Ook interessant voor het tripartite overleg is, dat de drie partijen een verschillende invalshoek hebben, als het gaat om risico. De toezichthouder kijkt naar het risico voor de soliditeit van de instelling. De accountant naar het risico als hij materiële fouten in de verslaggeving niet ontdekt. En voor de instelling is de relatie tussen risicoprofiel, rendement en bijbehorende beheersorganisatie weer van belang. Immers, zonder risico ook geen rendement. De combinatie van deze verschillende invalshoeken en kennisgebieden leidt tot nieuwe inzichten en conclusies.

Slot

Via een blik op het verleden en enkele overwegingen bij het ontstaan en voortwoeden van de crisis, ben ik bij de toekomst aanbeland. Een onderdeel daarvan is het verder werken aan en verbeteren van stress testen door instellingen. Voor de toezichthouder is dit van belang om meer zicht te krijgen op systeemrisico's. En voor accountants om grip te krijgen op risicosystemen.

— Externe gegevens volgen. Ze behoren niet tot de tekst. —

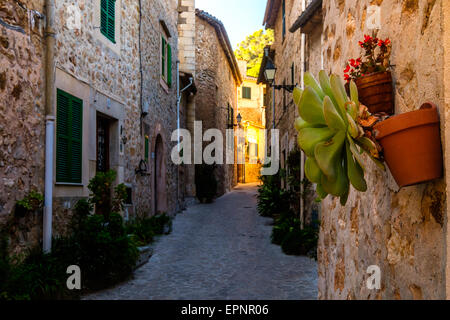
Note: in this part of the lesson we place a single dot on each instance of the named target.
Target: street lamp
(269, 72)
(239, 119)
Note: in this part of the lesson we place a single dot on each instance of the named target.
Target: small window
(246, 93)
(108, 19)
(129, 197)
(166, 60)
(69, 138)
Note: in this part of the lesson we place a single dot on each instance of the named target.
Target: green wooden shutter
(69, 136)
(108, 19)
(169, 65)
(163, 57)
(146, 148)
(63, 137)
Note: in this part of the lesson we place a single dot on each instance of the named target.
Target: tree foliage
(252, 50)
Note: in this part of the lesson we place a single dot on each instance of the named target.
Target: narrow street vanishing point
(220, 251)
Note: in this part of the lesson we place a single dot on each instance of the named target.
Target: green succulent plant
(331, 137)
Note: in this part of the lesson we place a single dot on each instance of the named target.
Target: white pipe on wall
(48, 196)
(50, 40)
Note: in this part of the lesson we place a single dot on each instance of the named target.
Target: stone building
(290, 54)
(402, 231)
(103, 75)
(217, 78)
(252, 110)
(22, 112)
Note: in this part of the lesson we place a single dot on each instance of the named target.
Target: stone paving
(220, 251)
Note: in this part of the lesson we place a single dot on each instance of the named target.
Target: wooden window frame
(105, 28)
(69, 137)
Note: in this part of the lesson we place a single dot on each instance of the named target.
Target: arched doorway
(160, 195)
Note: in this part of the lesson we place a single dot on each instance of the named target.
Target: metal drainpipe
(302, 160)
(50, 124)
(178, 133)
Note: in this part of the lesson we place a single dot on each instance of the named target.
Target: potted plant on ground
(372, 75)
(412, 145)
(332, 134)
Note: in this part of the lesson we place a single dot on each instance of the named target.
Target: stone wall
(107, 77)
(22, 114)
(162, 117)
(287, 54)
(217, 88)
(401, 231)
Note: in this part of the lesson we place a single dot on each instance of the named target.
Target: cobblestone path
(220, 251)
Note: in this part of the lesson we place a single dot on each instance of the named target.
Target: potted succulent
(412, 145)
(332, 134)
(372, 75)
(335, 129)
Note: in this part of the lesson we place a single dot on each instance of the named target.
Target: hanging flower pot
(412, 145)
(376, 92)
(372, 76)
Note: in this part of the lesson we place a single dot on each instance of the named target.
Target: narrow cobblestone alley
(220, 251)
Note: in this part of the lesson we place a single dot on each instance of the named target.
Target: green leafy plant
(272, 199)
(332, 137)
(252, 50)
(143, 229)
(293, 240)
(32, 202)
(101, 187)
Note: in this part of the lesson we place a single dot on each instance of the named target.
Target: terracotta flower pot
(376, 92)
(412, 145)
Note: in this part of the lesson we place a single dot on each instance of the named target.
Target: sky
(240, 17)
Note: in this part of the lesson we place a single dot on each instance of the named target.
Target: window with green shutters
(230, 118)
(69, 138)
(166, 61)
(246, 93)
(146, 148)
(108, 19)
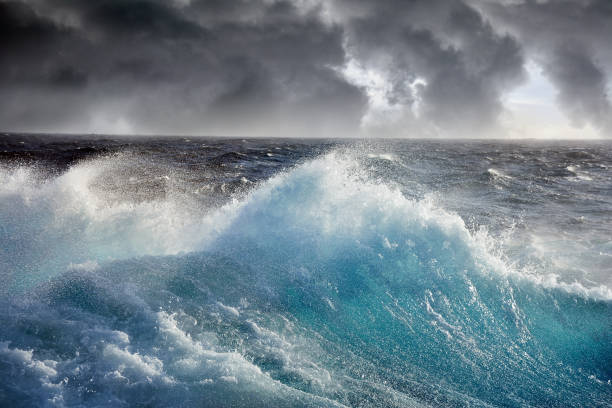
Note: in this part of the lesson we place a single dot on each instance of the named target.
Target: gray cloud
(165, 70)
(465, 64)
(277, 68)
(570, 40)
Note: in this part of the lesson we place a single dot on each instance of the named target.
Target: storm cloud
(293, 68)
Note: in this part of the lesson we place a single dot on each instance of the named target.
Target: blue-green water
(273, 273)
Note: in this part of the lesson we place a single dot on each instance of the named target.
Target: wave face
(323, 285)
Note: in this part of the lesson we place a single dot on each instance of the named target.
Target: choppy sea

Een tweede boodschap is het versterken van het tripartite overleg tussen toezichthouder, accountant en instelling. We verwachten daarvoor uw steun en bijdrage. Het bij elkaar brengen van verschillende invalshoeken en kennisgebieden helpt ons tot nieuwe inzichten te komen. Deze inzichten zijn onontbeerlijk voor het in het vizier krijgen van onverwachte risico's. Immers, elk van ons ziet slechts een deel van de werkelijkheid. Alleen samen zijn we in staat om het grotere geheel te zien!